Give Us One Chance To Rock Your Socks Off
Draussen schüttet es mal wieder, der Sommer ist wohl im (Vulkan-)loch verschwunden und jetzt schreibt sogar der olle Night was neues in seinen Blog. Was mich daran erinnert mal den RSS Feeder zu checken, aber später. Muss erstmal richtig trocknen, der Regen hat mich voll erwischt beim einfahren meines Trucks. Neuer Sprit und er hustet noch ein wenig damit oder stirbt einfach mal den Heldentot in voller fahrt. Aber nur weils zu regnen anfängt hör ich nich einfach auf, der Regen kann mich mal an meinem verbrennerfahrendem Hintern lecken!

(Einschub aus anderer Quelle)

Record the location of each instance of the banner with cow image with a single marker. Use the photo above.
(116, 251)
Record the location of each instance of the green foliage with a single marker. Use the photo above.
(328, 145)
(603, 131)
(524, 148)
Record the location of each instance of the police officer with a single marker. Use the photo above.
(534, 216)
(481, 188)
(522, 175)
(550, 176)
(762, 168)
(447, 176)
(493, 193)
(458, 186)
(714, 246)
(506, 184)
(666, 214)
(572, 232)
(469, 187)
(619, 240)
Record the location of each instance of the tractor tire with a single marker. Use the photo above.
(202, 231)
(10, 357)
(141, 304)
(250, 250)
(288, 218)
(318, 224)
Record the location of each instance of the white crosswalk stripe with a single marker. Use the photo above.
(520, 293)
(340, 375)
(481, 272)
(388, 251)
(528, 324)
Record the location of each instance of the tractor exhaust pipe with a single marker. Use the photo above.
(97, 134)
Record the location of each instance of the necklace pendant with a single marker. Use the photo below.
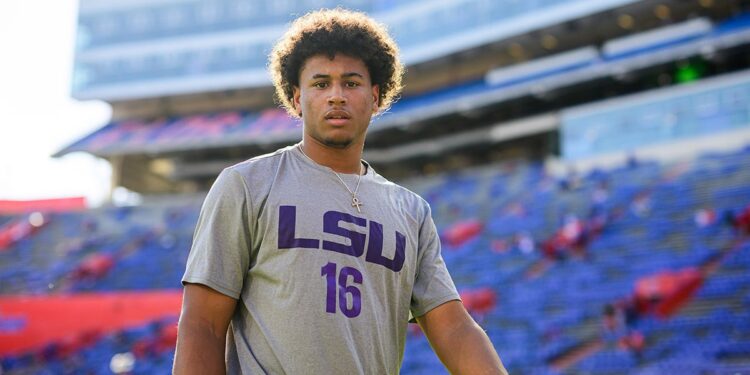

Naja falls ich bald krank im Bett liege weis ich warum. Wär aber diesmal recht schlecht den - man höre und staune - ich habe Arbeit. Ja, Arbeit. Keinen Job. Nein, liebe Arbeitslosenamtjäger, bleibt ruhig sitzen, es ist auch nicht schwarz oder weis oder orange. Ich ziehe zur Zeit ein Praktikum in einem Autohaus durch mit dem Ziel das wohl grösste Problem das ich habe auszubessern. Kein (vorzeigbares) Arbeitszeugnis. “Mensch das kann doch nich sein, hol dir doch eins von deinen ehemaligen Arbeitgebern, das geht auch noch Jahre später!” höre ich da aus der hinteren Reihe? Es ist nicht so das ich keins habe, wie gesagt, es ist nicht vorzeigbar.
Bei einem Arbeitgeber bekam ich eins das mehr oder weniger schlecht aus dem Internet kopiert und mit meinem Namen versehen wurde. Es ist zwar quasi gültig aber trotzdem, wäre ich der Persochef der es liest und würde es als solches erkennen was durchaus wahrscheinlich ist, da ich die “Vorlage” immer noch auf Seite 1 durch Google finde wäre das mehr als nur ein K.O. Kriterium. Und selbst wenn es von einem gelesen wird der einen Rechner als Briefbeschwerer benutzt, es klingt dermassen schwammig und übertrieben - neigt man es zur seite, laufen die buchstaben vom Papier.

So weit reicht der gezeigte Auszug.